KOMİSYON KONUŞMASI

MEHMET BEKAROĞLU (İstanbul) - Teşekkür ederim Sayın Başkan.

Değerli arkadaşlar, hepinizi saygıyla selamlıyorum.

Yürürlükte bir Anayasa var değerli arkadaşlarım. Anayasa'da son yapılan değişikliğin biz Cumhuriyet Halk Partisi olarak birçok maddesine karşı çıktık ama kabul edildi bu Anayasa, referandumdan geçti yüzde 52 küsurla. Dolayısıyla şu anda geçerlidir. Bu Anayasa'ya uygun şekilde hareket etmek durumundayız.

Şimdi, bu Anayasa'da, evet, Meclisin, Türkiye Büyük Millet Meclisinin etkinliği ciddi bir şekilde darbe aldı. Zaten biz buna karşı çıktık yani "Tek adam sistemi." dedik "Meclis devre dışı kalıyor birçok konularda." dedik, bunlara itiraz ettik, bunları meydanlarda konuştuk, tartıştık, Meclis kürsüsünden konuştuk, tartıştık ama netice itibarıyla çoğunluk kabul etti, referanduma gitti ve bu Anayasa geçerli.

Şimdi, bu Anayasa'ya uygun bir şekilde hareket etmemiz gerekiyor, Meclis hâlâ var arkadaşlar ve birçok konuda Meclisin yerine geçilemez. Örneğin, kanunla düzenlenmesi Anayasa'da hükme bağlanmış konularda Cumhurbaşkanı kararname çıkaramaz ama çıkarmaya devam ediyor değerli arkadaşlarım, enteresan bir şekilde çıkarmaya devam ediyor.

Şimdi, sabah sembolik olarak bir şey tartıştık "Türkiye Büyük Millet Meclisi Başkanı niçin bütçesini sunmaya gelmedi?" diye. İşte "Üst üste 4 keredir gelmiyor, 3 keredir gelmiyor." filan dedik. "Bu sembolik bir şey; işi var, Japonya'da." filan dendi. Doğrudur ama gelmiyor değerli arkadaşlarım, önemsemiyor, bundan önemli işi var. Özellikle de Meclisin etkinliğinin, itibarının tartışıldığı böyle bir dönemde bu Meclisin, Türkiye Büyük Millet Meclisinin Başkanı bu en önemli bütçesini tartışmaya gelmiyor, bu ciddi bir problem.

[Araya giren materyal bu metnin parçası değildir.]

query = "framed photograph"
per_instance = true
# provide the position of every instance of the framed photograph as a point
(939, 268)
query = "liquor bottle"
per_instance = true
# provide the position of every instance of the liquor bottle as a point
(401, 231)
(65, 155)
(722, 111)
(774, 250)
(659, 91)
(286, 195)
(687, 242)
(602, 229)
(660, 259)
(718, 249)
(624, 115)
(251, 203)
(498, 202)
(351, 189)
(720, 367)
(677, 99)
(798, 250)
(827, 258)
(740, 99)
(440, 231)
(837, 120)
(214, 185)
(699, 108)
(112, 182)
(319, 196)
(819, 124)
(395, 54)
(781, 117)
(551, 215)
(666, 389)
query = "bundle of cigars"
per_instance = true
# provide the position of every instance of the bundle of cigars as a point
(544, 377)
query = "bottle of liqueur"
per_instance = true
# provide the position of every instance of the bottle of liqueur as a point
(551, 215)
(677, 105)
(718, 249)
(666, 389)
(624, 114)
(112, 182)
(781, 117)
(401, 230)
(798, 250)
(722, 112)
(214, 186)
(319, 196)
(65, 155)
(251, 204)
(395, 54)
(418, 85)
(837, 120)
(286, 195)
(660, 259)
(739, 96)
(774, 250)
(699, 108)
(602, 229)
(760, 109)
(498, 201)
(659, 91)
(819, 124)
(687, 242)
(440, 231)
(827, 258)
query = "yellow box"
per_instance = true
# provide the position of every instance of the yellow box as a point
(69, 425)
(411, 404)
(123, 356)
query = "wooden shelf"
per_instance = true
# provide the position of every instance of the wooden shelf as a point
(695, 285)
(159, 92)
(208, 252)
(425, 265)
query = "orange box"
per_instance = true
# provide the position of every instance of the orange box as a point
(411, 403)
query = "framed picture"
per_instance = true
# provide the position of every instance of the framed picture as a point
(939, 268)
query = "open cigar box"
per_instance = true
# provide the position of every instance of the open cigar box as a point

Şimdi, Türkiye Büyük Millet Meclisi öyle bir şeye geldi ki yavaş yavaş göstermelik bir Meclis hâline geliyor. Yani biz milletvekilleri de öyle salı günleri Genel Başkanları alkışlayacağız, 1 Ekimlerde de Cumhurbaşkanını alkışlayacağız, buraya doğru gidiyor değerli arkadaşlarım. "Hayır, böyle değildir." falan diye itiraz edebilirsiniz.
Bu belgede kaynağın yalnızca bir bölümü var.